Upper Bounds on the Feedback Error Exponent of Channels With States and Memory

TL;DR

This paper derives upper bounds on the feedback error exponent and capacity for channels with unknown, evolving states, extending classical results to more general stochastic state processes using martingale techniques.

Contribution

It introduces upper bounds for feedback error exponents and capacity in channels with non-Markovian, non-ergodic states, generalizing Burnashev's bounds to broader stochastic processes.

Findings

Bounds expressed via directed mutual information and relative entropy

Bounds reduce to Burnashev's expression for memoryless channels

Uses martingale tools to analyze entropy-based stochastic processes

Abstract

As a class of state-dependent channels, Markov channels have been long studied in information theory for characterizing the feedback capacity and error exponent.
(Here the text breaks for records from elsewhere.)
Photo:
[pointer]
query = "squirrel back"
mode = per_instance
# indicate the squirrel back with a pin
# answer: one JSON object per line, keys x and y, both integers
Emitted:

This paper studies a more general variant of such channels where the state evolves via a general stochastic process, not necessarily Markov or ergodic. The states are assumed to be unknown to the transmitter and the receiver, but the underlying probability distributions are known. For this setup, we derive an upper bound on the feedback error exponent and the feedback capacity with variable-length codes. The bounds are expressed in terms of the directed mutual information and directed relative entropy. The bounds on the error exponent are simplified to Burnashev's expression for discrete memoryless channels. Our method relies on tools from the theory of martingales to analyze a stochastic process defined based on the entropy of the message given the past channel's outputs.